Die Ordnung herrscht in Internetliteraturforen

Glosse zum Thema Literatur

von  toltec-head

Kein Mensch muss heute, um sich in die Ordnung, die in Berlin herrscht, einzureihen, nach Berlin fahren oder unpraktisch Schlange für´s Berghain stehen. Es reicht, sich von Zuhause von seinem Sofa aus einen Account in einem Internetliteraturforum zuzulegen. Die Ordnung, die in Berlin herrscht, ist nicht die Ordnung von Berlin, hat dort überhaupt kein Zentrum, sondern es ist die Ordnung von Internetliteraturforen. Das sie dort ihr Zentrum hätte, kann man zwar auch nicht sagen, tatsächlich tritt sie aber, also die Ordnung von Berlin, in Internetliteraturforen in konzentrierterer Form in Erscheinung als in Berlin. Nicht ganz Berlin basiert auf Kitsch, es gibt ja Leute die morgens dort zur Arbeit müssen, aber Internetliteraturforen tuen dies tatsächlich zur Gänze.
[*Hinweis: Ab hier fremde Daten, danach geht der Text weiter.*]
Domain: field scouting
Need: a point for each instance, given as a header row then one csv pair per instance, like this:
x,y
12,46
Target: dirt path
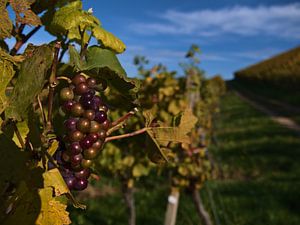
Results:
x,y
282,120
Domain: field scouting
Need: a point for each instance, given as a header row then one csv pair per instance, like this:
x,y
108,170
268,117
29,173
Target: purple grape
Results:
x,y
50,165
70,181
86,142
68,105
76,159
70,124
89,95
75,148
100,116
80,184
65,172
57,157
97,101
83,174
86,103
93,137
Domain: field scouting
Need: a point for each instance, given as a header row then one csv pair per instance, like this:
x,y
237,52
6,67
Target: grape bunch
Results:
x,y
86,126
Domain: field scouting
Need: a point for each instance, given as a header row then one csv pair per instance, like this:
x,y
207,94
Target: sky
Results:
x,y
231,34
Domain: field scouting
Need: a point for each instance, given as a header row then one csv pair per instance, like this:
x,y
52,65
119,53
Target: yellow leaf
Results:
x,y
52,212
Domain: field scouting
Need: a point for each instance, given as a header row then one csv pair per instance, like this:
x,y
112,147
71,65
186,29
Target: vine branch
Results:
x,y
120,122
126,135
52,84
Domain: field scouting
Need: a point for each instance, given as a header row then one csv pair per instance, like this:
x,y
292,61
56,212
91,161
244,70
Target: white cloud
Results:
x,y
277,20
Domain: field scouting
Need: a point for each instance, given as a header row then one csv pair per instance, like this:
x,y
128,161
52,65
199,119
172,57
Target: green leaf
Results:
x,y
103,63
187,121
75,58
139,170
159,137
23,130
23,12
6,74
108,39
149,115
12,160
154,150
169,134
30,81
6,25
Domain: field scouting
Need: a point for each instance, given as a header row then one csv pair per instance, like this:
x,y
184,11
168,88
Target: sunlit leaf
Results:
x,y
103,63
6,74
23,12
30,81
108,39
52,211
6,25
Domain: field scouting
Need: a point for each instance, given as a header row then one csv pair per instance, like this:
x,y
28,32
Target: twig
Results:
x,y
64,78
126,135
120,122
16,130
84,45
42,110
52,84
64,50
23,40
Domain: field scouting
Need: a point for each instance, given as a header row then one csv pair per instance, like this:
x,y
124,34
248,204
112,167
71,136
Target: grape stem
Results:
x,y
119,123
42,111
52,84
64,78
16,130
126,135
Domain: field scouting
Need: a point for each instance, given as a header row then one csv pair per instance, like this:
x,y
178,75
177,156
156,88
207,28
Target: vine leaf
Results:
x,y
187,121
6,25
30,81
23,12
160,136
52,211
23,130
103,63
70,20
139,170
108,39
75,23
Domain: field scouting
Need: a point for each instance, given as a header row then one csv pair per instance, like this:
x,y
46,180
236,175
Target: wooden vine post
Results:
x,y
173,201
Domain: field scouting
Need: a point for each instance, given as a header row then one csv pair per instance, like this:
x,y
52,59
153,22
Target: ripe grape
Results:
x,y
78,79
85,126
80,184
66,94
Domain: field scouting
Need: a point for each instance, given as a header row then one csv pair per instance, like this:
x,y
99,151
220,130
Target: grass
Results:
x,y
268,93
260,163
283,94
259,182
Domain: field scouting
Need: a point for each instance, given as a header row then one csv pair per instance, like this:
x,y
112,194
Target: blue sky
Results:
x,y
231,34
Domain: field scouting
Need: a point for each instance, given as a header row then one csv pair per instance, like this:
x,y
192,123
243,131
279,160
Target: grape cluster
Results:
x,y
86,126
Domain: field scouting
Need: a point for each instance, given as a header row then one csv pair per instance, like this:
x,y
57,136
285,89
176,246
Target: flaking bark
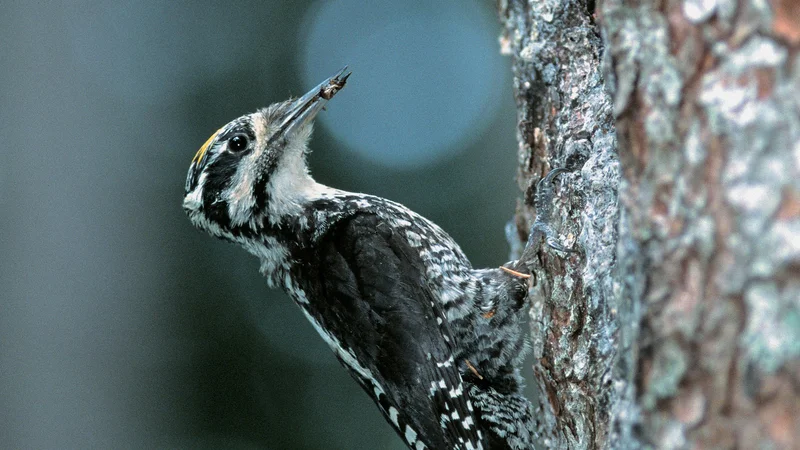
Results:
x,y
678,324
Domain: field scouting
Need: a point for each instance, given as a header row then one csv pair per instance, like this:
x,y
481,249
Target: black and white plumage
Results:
x,y
435,343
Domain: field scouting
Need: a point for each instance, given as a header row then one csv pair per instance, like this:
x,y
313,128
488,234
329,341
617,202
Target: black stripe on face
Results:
x,y
218,178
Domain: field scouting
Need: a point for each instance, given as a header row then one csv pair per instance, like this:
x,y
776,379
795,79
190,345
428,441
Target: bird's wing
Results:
x,y
371,297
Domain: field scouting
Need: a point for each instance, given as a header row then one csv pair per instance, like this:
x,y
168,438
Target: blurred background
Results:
x,y
121,326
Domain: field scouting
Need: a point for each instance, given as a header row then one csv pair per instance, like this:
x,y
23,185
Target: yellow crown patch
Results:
x,y
200,153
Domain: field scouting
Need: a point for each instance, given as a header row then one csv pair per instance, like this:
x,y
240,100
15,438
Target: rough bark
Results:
x,y
678,324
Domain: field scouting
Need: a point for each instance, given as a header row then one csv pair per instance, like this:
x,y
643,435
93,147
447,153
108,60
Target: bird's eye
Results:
x,y
237,143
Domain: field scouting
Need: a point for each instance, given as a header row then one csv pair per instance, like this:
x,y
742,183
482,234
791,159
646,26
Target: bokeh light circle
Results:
x,y
403,108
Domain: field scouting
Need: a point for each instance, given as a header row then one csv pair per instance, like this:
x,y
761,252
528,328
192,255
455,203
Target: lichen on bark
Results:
x,y
678,324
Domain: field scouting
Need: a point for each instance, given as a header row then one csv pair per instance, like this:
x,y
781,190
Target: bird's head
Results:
x,y
254,168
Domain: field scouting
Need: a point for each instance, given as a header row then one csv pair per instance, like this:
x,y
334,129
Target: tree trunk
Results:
x,y
678,323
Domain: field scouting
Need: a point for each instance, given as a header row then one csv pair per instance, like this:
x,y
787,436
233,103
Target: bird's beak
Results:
x,y
304,109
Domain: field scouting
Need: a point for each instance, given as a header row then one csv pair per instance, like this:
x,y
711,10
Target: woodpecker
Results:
x,y
435,343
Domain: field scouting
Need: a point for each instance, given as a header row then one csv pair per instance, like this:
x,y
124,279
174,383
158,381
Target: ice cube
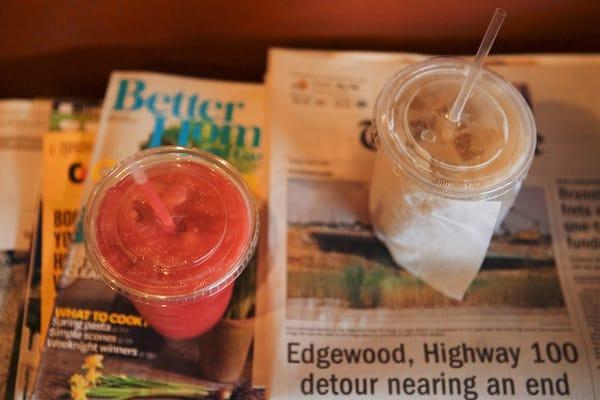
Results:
x,y
429,136
468,146
175,195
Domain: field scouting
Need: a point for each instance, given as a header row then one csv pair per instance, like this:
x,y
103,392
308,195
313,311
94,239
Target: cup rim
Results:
x,y
410,162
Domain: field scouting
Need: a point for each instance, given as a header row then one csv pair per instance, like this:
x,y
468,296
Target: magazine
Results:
x,y
337,317
22,123
66,146
96,339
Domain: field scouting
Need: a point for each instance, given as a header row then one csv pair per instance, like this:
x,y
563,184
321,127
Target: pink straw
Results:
x,y
156,203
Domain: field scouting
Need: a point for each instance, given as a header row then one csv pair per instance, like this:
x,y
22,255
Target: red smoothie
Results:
x,y
180,280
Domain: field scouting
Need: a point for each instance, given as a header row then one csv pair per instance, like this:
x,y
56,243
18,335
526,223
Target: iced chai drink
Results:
x,y
439,187
180,278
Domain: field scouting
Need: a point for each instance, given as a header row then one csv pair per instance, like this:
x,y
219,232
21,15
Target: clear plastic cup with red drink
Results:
x,y
181,279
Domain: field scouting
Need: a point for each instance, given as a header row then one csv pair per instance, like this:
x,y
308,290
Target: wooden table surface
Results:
x,y
66,48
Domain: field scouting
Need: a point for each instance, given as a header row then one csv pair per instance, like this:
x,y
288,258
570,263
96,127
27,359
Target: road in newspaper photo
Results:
x,y
340,318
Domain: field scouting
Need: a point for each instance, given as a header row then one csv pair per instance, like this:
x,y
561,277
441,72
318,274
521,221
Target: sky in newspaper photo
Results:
x,y
335,261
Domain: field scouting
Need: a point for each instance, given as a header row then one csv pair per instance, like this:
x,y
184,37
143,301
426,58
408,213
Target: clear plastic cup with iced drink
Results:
x,y
432,176
179,278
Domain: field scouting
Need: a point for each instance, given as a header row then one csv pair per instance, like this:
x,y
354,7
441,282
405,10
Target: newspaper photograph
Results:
x,y
337,316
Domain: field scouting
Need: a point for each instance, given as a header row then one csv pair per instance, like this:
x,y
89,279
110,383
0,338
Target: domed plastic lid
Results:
x,y
482,156
215,231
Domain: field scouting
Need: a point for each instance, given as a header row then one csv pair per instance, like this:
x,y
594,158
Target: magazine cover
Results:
x,y
66,148
97,345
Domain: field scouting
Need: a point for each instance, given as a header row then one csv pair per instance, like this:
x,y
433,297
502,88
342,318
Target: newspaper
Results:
x,y
338,317
91,327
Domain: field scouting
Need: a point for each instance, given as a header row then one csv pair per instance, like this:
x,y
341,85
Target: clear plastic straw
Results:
x,y
475,67
161,211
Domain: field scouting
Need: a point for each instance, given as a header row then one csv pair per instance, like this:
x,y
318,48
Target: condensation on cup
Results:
x,y
432,176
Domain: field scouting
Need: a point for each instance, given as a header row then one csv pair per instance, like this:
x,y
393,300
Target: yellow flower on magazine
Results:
x,y
78,393
93,361
93,375
79,387
78,380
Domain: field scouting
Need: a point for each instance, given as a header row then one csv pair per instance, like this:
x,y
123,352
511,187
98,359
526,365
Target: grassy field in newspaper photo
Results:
x,y
334,259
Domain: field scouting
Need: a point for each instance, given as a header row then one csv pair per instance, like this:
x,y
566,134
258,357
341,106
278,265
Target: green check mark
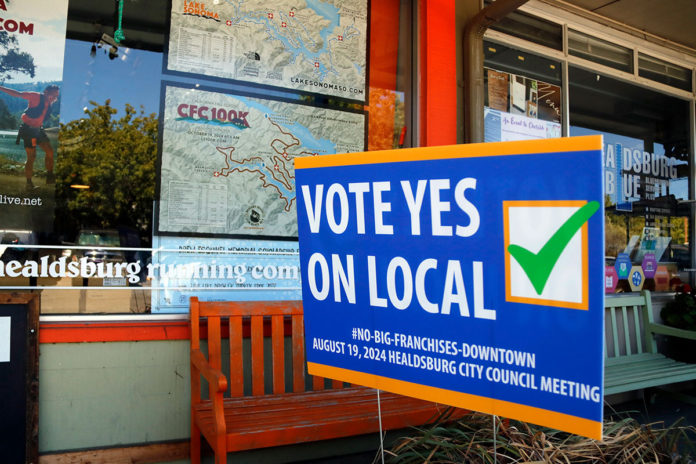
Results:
x,y
538,266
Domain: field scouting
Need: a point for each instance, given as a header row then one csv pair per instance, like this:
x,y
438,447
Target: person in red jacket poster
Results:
x,y
31,130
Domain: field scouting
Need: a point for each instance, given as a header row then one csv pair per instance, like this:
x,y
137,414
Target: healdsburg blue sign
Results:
x,y
468,275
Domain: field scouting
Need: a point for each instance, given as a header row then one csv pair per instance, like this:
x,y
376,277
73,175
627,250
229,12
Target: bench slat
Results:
x,y
278,350
638,332
615,331
236,381
624,313
261,420
257,361
298,383
261,423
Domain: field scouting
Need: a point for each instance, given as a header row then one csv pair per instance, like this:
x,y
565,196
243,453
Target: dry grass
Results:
x,y
471,440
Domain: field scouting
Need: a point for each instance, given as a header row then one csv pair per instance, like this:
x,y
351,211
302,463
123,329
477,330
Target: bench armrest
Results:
x,y
672,331
214,377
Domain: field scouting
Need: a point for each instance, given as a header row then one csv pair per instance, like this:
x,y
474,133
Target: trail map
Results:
x,y
315,46
227,163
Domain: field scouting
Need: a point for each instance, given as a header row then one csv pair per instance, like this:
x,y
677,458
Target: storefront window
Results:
x,y
167,168
522,95
647,166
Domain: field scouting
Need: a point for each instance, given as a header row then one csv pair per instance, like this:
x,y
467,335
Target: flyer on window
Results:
x,y
314,46
227,162
32,44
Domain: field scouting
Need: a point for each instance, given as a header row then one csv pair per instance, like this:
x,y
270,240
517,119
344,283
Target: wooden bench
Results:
x,y
631,358
231,419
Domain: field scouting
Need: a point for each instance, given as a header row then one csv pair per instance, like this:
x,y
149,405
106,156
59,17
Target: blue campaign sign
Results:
x,y
623,265
468,275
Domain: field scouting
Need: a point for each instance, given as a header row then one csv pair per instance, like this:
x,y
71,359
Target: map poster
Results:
x,y
227,161
32,43
316,46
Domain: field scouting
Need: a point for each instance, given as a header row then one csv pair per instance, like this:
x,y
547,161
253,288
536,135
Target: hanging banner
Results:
x,y
520,108
312,46
221,270
468,275
227,160
31,69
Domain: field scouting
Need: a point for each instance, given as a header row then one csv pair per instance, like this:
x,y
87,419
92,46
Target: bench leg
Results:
x,y
220,450
195,444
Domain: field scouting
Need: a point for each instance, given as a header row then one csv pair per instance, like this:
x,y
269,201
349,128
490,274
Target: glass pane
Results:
x,y
531,28
600,51
87,234
646,162
662,71
522,95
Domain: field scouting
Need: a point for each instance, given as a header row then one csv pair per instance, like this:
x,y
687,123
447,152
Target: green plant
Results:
x,y
680,312
473,440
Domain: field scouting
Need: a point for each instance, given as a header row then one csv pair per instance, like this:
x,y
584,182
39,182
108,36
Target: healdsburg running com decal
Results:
x,y
468,275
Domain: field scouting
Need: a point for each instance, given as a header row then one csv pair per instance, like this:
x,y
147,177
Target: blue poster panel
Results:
x,y
216,269
468,275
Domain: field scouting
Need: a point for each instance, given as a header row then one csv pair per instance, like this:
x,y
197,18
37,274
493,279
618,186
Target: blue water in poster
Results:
x,y
428,272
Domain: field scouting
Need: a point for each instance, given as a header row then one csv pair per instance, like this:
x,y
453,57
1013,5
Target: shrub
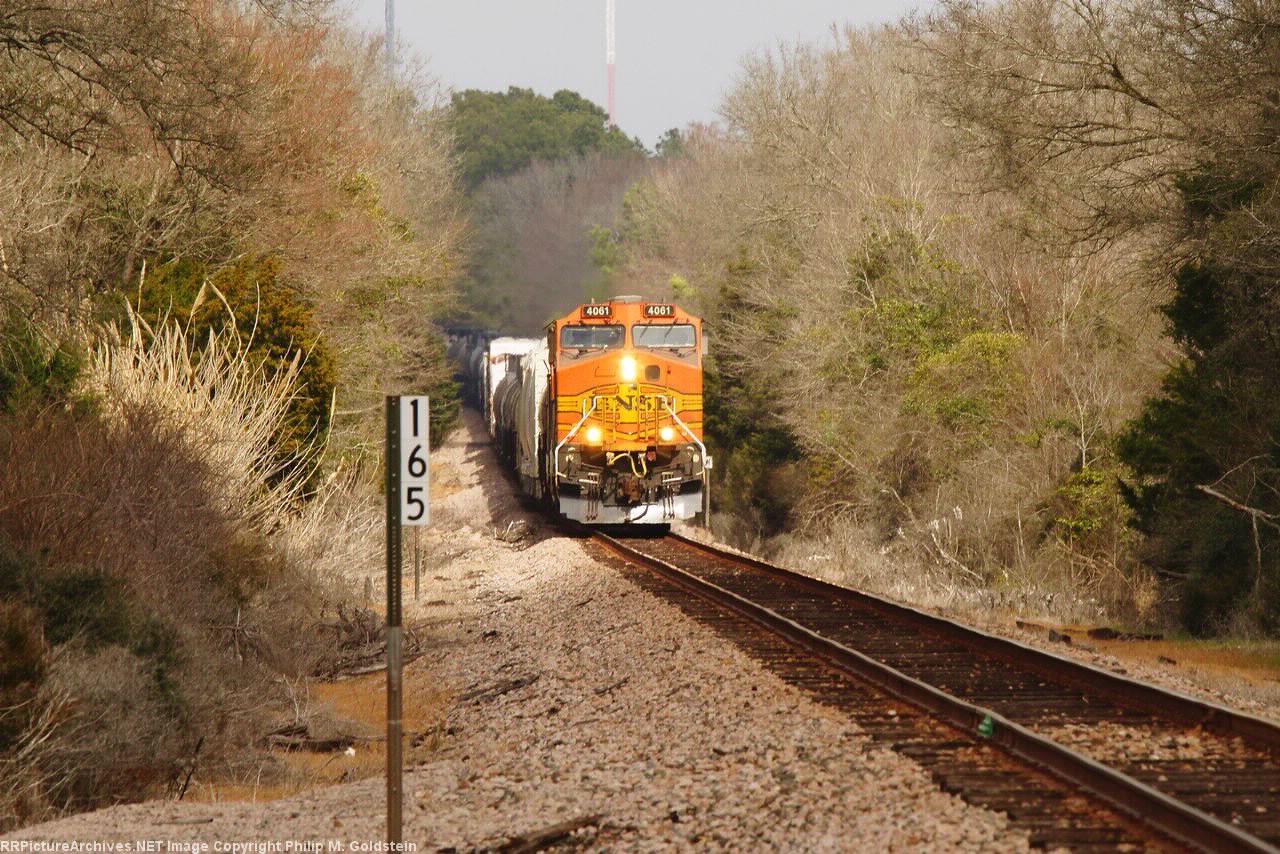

Die Ordnung von Internetliteraturforen vereint Freiheit, Gehorsam und Chaos miteinander. Sie wird ständig von leerlaufenden Texten gespeist, die ihrerseits von der Fiktion emanzipierter, rebellischer und kreativer Individuen in einer postpolitischen Welt genährt werden. Jeder ist in Internetliteraturforen sein eigenes fiktives Subjekt, das sich in einem konfliktfreien Raum entfalten darf. Als reine Produkte der Ästhetik ersetzen die Texte in Internetliteraturforen aktiv Tatsachen durch Fiktionen, indem sie eine subjektive, von jeglichem realen Inhalt entleerte Freiheit zum einzigen Bewertungskriterium erheben. In Internetliteraturforen findet der letzte Mensch in seiner Schwundstufe, also der neue Kulturmensch, der von einem obsessiven Streben nach Selbstausdruck getrieben ist, seine Idealstadt, seine utopische Insel. Das ganze unter dem Zeichen unendlicher Ruhe und absolut-demokratischer Kultur: Internetliteraturforen sind Maschinen zur Reproduktion selbstreferenzieller Texte, aus deren flüchtigen Inhalt die Individuen ihre leere Autonomie beziehen.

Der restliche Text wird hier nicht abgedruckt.